A rocket of mass 500kg carrying,4000kg of fuel is to be launched vertically . the fuel is consumd at a steaty rate of 50kg/s calculate the least velocity of the exhaust gases if the launching pad immediately after firing (g=10m/s)
Well, I must admit, this question has really "taken off!" So, let's calculate the least velocity of the exhaust gases, shall we?
The total mass of the rocket and the fuel is 500 kg + 4000 kg = 4500 kg. Now, as the fuel is consumed at a steady rate of 50 kg/s, we need to consider the time it takes to consume all the fuel.
Since the rocket has 4000 kg of fuel and it's consumed at a rate of 50 kg/s, it will take 4000 kg / 50 kg/s = 80 seconds to consume all the fuel.

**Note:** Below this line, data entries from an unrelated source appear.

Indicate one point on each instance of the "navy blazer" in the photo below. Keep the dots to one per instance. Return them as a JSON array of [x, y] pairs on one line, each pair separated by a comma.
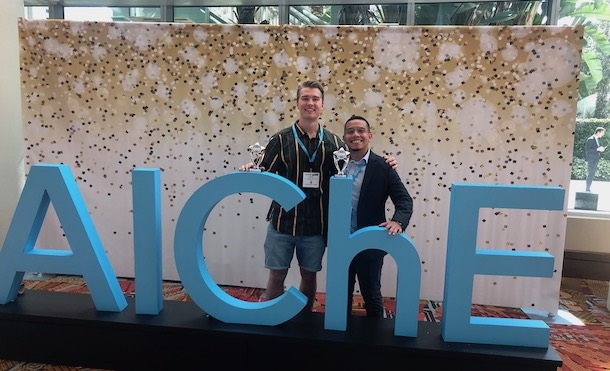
[[380, 182]]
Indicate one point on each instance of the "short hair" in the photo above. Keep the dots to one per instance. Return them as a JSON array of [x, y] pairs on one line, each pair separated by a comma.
[[312, 85], [356, 117]]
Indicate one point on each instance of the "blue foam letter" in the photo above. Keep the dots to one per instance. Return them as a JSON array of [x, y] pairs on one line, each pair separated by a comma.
[[188, 250], [147, 240], [54, 183], [343, 247], [464, 260]]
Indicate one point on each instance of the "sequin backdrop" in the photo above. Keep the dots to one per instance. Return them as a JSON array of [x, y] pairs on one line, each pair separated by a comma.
[[489, 105]]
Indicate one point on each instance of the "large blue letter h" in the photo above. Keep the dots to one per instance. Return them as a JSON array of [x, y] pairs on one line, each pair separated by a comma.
[[343, 247]]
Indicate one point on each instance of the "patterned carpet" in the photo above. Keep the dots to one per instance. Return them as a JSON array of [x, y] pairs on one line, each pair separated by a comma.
[[582, 348]]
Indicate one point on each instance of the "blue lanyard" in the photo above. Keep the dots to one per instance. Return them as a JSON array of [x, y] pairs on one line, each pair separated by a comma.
[[359, 169], [311, 158]]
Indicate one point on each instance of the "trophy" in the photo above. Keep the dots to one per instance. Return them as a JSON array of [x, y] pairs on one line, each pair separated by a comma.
[[257, 153], [341, 155]]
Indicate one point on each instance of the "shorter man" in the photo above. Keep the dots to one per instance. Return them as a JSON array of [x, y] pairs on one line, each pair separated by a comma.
[[374, 182], [593, 151]]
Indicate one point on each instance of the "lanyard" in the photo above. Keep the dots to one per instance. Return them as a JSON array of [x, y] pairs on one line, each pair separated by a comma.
[[360, 166], [311, 158]]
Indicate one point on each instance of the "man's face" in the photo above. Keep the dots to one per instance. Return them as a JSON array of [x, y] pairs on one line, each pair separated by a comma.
[[310, 103], [356, 135]]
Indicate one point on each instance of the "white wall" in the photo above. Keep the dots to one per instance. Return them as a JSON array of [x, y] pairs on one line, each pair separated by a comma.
[[588, 233], [11, 140]]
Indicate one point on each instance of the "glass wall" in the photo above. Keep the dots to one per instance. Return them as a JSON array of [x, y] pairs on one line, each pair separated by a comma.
[[508, 13], [593, 109]]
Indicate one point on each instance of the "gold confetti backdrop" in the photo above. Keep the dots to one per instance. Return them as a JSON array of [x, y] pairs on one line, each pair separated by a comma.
[[491, 105]]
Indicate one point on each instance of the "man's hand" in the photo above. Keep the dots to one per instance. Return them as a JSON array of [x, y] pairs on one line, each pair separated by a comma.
[[247, 166], [391, 160], [393, 227]]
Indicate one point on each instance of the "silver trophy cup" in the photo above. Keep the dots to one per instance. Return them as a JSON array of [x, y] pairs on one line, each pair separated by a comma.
[[341, 157], [257, 152]]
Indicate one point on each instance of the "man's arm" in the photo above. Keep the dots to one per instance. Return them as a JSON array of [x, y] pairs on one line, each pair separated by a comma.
[[403, 204]]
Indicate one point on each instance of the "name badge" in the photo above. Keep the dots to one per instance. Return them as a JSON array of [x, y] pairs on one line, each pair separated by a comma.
[[311, 180]]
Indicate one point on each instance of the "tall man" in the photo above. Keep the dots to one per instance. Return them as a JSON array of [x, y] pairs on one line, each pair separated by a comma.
[[302, 153], [374, 182], [593, 151]]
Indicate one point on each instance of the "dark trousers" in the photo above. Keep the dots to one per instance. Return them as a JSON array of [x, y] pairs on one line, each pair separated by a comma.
[[366, 266], [591, 168]]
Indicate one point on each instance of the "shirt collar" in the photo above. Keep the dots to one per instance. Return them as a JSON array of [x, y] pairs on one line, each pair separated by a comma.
[[364, 158]]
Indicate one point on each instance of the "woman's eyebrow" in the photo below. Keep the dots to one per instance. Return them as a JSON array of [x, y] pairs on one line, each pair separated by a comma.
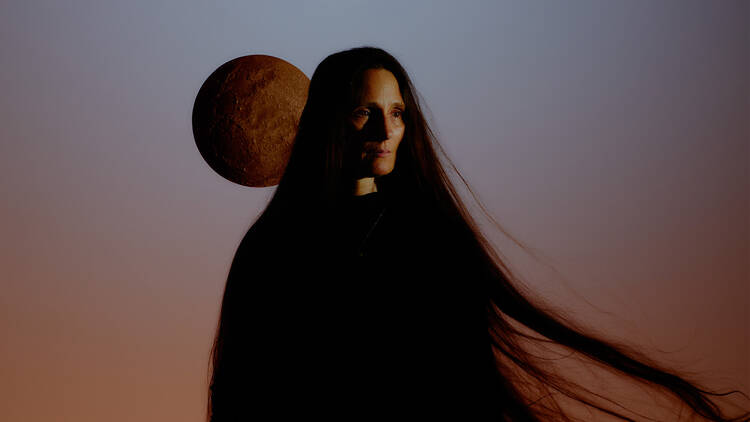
[[393, 104]]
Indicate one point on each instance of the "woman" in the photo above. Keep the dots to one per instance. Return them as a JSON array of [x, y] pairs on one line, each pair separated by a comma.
[[365, 290]]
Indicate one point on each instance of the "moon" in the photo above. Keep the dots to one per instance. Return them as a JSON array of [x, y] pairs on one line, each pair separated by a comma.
[[245, 118]]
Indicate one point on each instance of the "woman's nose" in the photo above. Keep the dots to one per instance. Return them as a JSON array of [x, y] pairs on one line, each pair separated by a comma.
[[380, 127]]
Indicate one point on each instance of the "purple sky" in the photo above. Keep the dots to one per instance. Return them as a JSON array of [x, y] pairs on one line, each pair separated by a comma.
[[611, 137]]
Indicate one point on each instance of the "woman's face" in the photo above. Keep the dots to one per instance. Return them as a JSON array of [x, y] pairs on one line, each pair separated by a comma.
[[377, 123]]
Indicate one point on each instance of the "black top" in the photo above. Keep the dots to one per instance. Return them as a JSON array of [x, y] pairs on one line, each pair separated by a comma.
[[397, 332]]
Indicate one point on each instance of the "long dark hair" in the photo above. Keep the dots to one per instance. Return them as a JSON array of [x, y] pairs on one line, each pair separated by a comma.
[[319, 173]]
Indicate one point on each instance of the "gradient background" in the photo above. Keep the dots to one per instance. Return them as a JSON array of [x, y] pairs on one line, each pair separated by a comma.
[[612, 137]]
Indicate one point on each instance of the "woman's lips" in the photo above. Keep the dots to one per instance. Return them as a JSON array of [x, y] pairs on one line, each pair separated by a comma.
[[379, 152]]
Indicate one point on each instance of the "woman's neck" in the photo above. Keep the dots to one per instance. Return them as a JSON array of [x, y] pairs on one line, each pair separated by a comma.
[[364, 186]]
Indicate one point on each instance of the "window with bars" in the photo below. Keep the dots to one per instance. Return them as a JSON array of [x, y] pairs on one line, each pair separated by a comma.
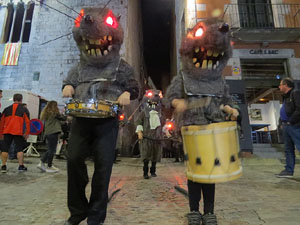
[[18, 21], [255, 13]]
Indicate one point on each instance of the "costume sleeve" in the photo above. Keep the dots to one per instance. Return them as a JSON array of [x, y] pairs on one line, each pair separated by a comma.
[[27, 121], [72, 78], [174, 91], [295, 117], [140, 121], [127, 80], [2, 122]]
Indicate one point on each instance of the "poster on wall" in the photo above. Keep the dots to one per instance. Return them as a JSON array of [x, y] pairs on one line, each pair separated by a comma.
[[255, 114]]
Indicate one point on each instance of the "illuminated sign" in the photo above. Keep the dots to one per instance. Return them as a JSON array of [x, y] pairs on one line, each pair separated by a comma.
[[263, 51]]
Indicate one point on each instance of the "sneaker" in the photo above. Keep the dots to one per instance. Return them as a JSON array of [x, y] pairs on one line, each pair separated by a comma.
[[52, 169], [194, 218], [41, 166], [209, 219], [284, 173], [4, 169], [153, 175], [22, 168]]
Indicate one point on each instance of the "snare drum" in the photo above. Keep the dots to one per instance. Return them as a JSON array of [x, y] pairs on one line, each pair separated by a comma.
[[211, 152], [92, 108]]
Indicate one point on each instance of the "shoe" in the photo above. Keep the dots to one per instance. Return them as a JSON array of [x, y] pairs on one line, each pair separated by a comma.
[[153, 175], [52, 169], [209, 219], [194, 218], [4, 169], [284, 173], [41, 166], [22, 168]]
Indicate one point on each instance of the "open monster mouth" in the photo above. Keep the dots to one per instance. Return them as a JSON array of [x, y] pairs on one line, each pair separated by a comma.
[[151, 104], [98, 47], [207, 58]]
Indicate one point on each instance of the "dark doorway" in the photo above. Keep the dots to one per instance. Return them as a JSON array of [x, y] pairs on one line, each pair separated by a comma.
[[158, 37]]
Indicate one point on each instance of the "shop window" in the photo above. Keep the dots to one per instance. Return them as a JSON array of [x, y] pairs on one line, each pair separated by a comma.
[[18, 22], [255, 13]]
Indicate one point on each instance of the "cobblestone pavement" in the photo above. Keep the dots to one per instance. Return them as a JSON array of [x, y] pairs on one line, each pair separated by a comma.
[[35, 198]]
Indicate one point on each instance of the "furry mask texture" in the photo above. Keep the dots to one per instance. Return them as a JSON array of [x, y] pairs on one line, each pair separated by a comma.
[[206, 49], [98, 35]]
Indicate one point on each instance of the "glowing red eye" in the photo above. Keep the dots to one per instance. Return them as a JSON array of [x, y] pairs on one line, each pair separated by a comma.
[[149, 94], [121, 117], [199, 32], [79, 18], [170, 125], [109, 21], [160, 94]]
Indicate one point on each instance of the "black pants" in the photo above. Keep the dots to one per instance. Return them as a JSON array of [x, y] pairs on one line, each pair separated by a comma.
[[97, 138], [52, 144], [208, 191], [17, 139]]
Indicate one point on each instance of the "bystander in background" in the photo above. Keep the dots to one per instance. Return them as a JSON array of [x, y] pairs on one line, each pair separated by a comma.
[[52, 129], [12, 129], [290, 122]]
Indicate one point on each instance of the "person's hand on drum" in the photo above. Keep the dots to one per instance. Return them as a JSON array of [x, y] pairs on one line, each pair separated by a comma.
[[140, 135], [180, 105], [124, 98], [232, 112], [68, 91]]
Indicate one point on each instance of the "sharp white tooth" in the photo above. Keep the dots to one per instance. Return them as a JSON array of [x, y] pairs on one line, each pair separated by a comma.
[[216, 54], [204, 64], [98, 52], [209, 65]]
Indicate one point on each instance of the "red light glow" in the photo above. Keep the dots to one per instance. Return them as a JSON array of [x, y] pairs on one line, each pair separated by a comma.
[[160, 94], [170, 125], [111, 20], [122, 117], [149, 94], [199, 32], [79, 18]]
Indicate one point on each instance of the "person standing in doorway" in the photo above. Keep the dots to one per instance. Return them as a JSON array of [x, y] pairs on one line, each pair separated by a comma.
[[12, 128], [51, 117], [290, 121]]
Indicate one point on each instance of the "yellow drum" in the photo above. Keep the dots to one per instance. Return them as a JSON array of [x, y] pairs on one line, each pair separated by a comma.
[[211, 152], [91, 108]]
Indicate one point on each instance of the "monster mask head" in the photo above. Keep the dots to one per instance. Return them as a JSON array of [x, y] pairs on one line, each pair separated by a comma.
[[206, 49], [152, 100], [98, 35]]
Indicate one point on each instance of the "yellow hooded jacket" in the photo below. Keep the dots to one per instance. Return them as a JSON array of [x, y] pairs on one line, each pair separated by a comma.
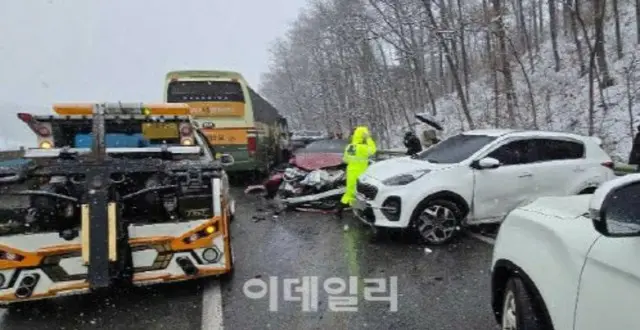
[[356, 156]]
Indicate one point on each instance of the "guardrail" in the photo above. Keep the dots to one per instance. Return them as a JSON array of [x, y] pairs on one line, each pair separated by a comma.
[[619, 168], [11, 154]]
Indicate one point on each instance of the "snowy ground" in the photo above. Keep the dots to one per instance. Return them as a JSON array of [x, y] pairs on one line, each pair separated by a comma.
[[562, 98]]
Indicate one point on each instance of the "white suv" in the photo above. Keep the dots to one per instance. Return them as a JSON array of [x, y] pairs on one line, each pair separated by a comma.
[[571, 262], [478, 176]]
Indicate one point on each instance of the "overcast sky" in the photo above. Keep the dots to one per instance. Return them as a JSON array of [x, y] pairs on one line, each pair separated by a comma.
[[84, 50]]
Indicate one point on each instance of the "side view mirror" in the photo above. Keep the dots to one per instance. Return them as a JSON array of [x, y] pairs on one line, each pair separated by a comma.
[[485, 163], [227, 160], [614, 207]]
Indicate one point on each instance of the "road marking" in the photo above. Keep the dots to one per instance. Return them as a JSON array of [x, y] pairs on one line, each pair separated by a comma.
[[212, 318], [483, 238]]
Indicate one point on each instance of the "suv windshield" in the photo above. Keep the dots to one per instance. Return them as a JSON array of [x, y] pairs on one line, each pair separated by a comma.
[[455, 149]]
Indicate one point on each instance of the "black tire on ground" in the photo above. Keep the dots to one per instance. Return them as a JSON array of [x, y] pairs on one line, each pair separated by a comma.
[[438, 237], [527, 313]]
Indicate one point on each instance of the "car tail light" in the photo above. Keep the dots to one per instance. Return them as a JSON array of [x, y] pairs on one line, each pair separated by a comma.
[[4, 255], [608, 164], [252, 145], [200, 234]]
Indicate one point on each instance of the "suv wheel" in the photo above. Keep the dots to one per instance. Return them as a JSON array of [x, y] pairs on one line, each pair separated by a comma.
[[437, 221], [518, 308]]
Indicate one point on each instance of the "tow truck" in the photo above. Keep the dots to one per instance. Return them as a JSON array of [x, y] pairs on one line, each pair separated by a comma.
[[115, 194]]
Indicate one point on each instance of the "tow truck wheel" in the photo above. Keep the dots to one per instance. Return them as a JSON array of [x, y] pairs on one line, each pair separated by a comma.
[[436, 221], [226, 277], [232, 210], [24, 307]]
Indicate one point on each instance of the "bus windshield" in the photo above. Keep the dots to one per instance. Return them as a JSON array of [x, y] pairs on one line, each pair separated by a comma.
[[202, 91]]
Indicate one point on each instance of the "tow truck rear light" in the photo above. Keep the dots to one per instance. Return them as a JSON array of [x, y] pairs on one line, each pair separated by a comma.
[[608, 164], [186, 135], [4, 255], [43, 131], [252, 145], [25, 117], [200, 234], [185, 130]]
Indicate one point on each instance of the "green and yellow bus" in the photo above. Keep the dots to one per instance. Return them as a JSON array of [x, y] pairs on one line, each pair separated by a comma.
[[233, 116]]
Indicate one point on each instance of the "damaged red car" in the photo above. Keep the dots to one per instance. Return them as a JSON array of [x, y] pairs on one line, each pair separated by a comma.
[[314, 177]]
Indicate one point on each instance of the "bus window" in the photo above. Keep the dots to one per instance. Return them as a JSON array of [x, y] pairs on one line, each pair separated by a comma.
[[194, 91]]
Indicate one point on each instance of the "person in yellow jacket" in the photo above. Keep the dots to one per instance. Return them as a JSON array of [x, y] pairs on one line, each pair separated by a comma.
[[356, 156]]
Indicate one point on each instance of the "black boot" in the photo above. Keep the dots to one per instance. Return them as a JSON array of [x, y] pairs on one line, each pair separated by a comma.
[[340, 211]]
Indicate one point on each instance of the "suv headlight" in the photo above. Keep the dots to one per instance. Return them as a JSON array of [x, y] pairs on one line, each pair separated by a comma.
[[406, 178]]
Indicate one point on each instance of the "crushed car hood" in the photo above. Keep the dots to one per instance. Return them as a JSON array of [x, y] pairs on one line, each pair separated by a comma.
[[315, 161], [396, 166]]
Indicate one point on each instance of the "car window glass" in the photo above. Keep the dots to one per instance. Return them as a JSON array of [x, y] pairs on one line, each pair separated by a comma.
[[623, 211], [551, 149], [514, 153], [455, 149]]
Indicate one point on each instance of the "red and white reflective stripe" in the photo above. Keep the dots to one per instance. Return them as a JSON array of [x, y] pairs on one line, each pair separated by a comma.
[[252, 132]]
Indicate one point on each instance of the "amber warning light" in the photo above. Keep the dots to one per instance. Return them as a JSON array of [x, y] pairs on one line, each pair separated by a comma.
[[159, 109]]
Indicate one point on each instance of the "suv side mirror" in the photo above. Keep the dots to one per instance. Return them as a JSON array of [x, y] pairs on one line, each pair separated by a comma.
[[485, 163], [614, 207], [227, 160]]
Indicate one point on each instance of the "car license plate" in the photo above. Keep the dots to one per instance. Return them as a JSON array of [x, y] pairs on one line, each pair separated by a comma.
[[360, 202]]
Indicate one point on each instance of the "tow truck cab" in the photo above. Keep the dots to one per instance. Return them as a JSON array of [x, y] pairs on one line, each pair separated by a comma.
[[115, 194]]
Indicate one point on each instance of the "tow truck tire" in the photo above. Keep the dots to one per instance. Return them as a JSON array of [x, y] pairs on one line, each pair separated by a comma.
[[232, 210], [519, 308], [439, 205], [24, 308], [227, 277]]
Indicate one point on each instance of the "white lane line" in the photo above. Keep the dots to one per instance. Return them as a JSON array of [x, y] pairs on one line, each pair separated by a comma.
[[212, 318], [485, 239]]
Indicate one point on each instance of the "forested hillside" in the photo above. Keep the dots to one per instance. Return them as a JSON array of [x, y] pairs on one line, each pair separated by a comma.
[[569, 65]]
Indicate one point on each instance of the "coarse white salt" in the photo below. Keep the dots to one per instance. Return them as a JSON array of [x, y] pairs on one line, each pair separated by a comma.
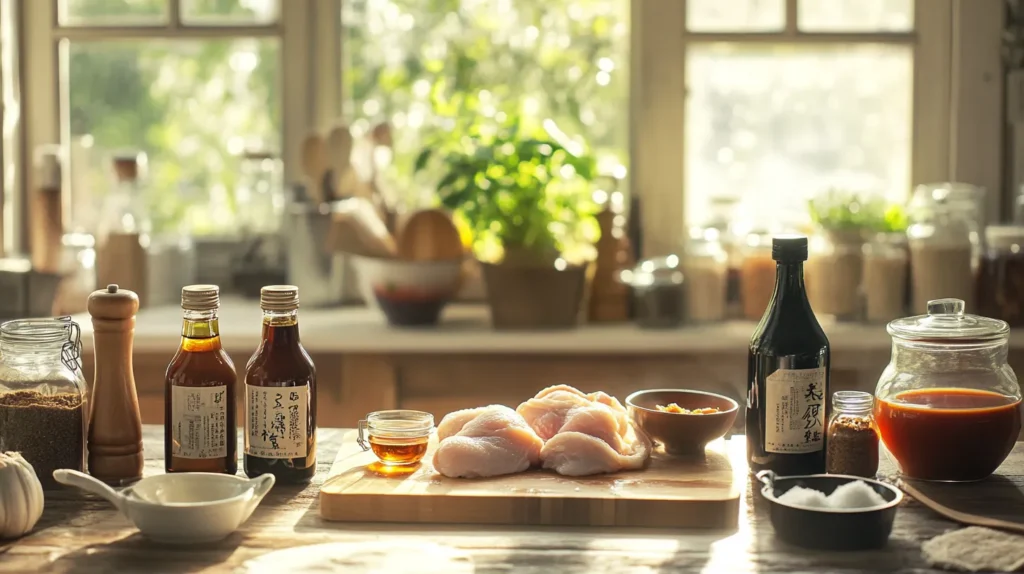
[[808, 497], [855, 495]]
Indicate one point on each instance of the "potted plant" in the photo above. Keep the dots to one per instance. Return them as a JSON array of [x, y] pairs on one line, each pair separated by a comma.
[[524, 193]]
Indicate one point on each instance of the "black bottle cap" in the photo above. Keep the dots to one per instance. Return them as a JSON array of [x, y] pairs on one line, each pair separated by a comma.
[[788, 249]]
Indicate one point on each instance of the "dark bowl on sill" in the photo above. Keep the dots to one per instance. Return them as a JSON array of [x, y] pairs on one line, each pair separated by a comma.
[[829, 529]]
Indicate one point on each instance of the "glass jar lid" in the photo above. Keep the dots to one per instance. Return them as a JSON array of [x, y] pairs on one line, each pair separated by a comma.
[[947, 321], [653, 271]]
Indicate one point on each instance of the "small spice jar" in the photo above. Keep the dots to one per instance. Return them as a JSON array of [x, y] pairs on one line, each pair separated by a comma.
[[853, 441], [43, 408], [396, 437]]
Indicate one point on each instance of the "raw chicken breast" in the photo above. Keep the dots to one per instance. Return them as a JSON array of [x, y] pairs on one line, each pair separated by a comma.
[[589, 443], [488, 441]]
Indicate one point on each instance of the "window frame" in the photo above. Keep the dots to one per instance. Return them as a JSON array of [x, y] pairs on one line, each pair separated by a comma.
[[957, 89]]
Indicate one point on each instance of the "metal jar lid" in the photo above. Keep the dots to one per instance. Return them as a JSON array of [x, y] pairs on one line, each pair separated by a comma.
[[947, 322]]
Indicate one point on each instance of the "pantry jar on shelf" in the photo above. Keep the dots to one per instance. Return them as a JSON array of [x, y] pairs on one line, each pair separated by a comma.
[[706, 267], [834, 268], [757, 275], [885, 277]]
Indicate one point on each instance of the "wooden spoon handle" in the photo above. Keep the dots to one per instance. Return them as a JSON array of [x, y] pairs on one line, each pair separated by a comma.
[[957, 516]]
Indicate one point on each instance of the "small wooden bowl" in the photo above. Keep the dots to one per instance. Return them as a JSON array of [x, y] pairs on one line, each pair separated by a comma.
[[682, 434]]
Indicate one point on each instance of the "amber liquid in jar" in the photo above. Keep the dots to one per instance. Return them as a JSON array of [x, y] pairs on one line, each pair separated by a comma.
[[954, 435], [199, 409], [281, 398], [398, 451]]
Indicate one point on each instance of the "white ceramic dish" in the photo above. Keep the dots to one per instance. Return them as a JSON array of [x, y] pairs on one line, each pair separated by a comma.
[[180, 509]]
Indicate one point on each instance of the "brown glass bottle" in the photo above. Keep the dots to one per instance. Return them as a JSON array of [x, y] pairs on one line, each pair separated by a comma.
[[199, 430], [281, 395]]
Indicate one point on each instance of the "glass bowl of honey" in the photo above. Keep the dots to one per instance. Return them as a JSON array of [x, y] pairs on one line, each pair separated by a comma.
[[397, 438], [947, 406]]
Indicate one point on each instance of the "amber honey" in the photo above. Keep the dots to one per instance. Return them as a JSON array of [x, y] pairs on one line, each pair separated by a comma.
[[398, 451]]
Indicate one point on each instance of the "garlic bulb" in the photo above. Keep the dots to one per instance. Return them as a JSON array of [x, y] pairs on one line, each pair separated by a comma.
[[20, 496]]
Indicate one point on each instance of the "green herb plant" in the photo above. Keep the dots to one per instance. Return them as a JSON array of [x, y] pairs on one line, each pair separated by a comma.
[[523, 191], [837, 210]]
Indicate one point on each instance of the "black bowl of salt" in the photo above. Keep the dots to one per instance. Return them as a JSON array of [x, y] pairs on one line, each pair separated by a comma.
[[830, 512]]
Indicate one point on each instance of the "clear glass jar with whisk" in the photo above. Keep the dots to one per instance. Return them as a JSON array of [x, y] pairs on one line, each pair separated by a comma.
[[43, 395]]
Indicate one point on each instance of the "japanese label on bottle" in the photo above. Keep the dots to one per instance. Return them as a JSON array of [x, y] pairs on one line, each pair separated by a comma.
[[795, 410], [199, 416], [275, 421]]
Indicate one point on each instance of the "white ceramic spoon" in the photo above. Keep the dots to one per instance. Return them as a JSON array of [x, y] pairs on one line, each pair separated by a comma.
[[180, 509]]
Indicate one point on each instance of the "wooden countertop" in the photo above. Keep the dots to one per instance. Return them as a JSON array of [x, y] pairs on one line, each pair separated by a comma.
[[81, 533], [466, 328]]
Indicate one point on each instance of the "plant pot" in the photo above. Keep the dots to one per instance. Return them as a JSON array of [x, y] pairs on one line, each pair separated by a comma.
[[535, 297]]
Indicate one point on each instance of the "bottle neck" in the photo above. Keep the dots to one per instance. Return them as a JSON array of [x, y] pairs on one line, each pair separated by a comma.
[[200, 330], [281, 328]]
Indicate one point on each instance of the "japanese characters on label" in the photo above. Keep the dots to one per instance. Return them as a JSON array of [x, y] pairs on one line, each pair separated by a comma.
[[200, 422], [275, 422], [795, 410]]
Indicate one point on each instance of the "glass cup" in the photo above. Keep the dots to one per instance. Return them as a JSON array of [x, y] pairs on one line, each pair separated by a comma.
[[396, 437]]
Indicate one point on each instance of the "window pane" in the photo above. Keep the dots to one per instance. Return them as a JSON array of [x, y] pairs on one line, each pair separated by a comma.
[[856, 15], [112, 11], [228, 11], [773, 126], [735, 15], [425, 67], [194, 106]]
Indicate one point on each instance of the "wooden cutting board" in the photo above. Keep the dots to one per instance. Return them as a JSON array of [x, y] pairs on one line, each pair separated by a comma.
[[670, 493]]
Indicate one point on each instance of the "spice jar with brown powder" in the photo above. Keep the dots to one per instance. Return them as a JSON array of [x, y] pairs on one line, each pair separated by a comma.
[[43, 395], [852, 439]]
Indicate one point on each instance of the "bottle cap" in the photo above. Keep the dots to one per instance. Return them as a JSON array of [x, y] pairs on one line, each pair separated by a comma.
[[200, 298], [279, 298], [788, 249]]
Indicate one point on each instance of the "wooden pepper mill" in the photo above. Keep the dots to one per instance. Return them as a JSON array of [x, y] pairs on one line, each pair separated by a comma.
[[115, 426]]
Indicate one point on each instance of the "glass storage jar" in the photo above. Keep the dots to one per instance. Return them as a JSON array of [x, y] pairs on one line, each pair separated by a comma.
[[43, 396], [885, 277], [834, 270], [944, 245], [706, 268], [947, 406], [1000, 275], [657, 292], [757, 275]]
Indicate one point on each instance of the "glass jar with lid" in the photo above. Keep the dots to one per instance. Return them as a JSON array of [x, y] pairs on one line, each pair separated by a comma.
[[834, 269], [706, 268], [43, 396], [944, 244], [947, 406], [1000, 275], [757, 275], [885, 277], [657, 292]]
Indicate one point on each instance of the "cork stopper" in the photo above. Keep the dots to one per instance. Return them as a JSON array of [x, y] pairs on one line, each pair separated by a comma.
[[201, 298], [279, 298], [113, 303]]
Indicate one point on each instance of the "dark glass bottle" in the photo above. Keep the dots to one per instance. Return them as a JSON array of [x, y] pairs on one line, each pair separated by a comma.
[[787, 374], [281, 395], [199, 424]]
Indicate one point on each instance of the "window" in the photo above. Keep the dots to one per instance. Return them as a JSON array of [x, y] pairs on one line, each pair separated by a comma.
[[194, 84]]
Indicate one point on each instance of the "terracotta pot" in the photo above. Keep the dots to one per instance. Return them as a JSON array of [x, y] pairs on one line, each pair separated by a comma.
[[524, 296]]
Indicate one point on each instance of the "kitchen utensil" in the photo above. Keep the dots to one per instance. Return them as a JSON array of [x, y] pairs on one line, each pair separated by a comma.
[[409, 293], [671, 492], [314, 163], [829, 529], [429, 235], [180, 509], [958, 516], [679, 433]]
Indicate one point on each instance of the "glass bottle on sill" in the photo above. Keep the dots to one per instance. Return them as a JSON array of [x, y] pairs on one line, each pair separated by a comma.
[[200, 430], [281, 395], [787, 374]]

Now, we can calculate the net force acting on the rocket. The force of gravity, Fg, can be found using the formula Fg = mg, where m is the mass of the rocket and g is the acceleration due to gravity (10 m/s²). Thus, Fg = 4500 kg * 10 m/s² = 45000 N.
The thrust force, Ft, exerted by the rocket is given by the equation Ft = (dm / dt) * Ve, where dm/dt is the rate of change of mass (fuel consumption rate) and Ve is the exhaust velocity.
Since the mass is consumed at a steady rate of 50 kg/s, dm/dt = 50 kg/s. Now, to calculate the least velocity of the exhaust gases, we assume the rocket is initially at rest. Therefore, the net force acting on the rocket is equal to the thrust force: Ft = Fg.
So, 45000 N = (50 kg/s) * Ve. Rearranging the equation, we find Ve = 45000 N / 50 kg/s = 900 m/s.
Therefore, the least velocity of the exhaust gases must be 900 m/s.
That's one "fired up" rocket, don't you think? Happy launching!
To calculate the least velocity of the exhaust gases, we can use the principle of conservation of momentum.
The total mass of the rocket and fuel is given as 500kg (rocket) + 4000kg (fuel) = 4500kg.
At any instant during the rocket's flight, the total momentum (p) is given by the product of total mass (m) and velocity (v).
Initially, before the rocket is launched, the momentum is zero as the rocket is at rest. Therefore, the total momentum after firing must also be zero for the rocket to achieve vertical motion.
When the fuel is consumed at a steady rate of 50kg/s, the mass of the rocket and fuel decreases as time passes. Let's assume that t seconds have elapsed since the fuel started to burn.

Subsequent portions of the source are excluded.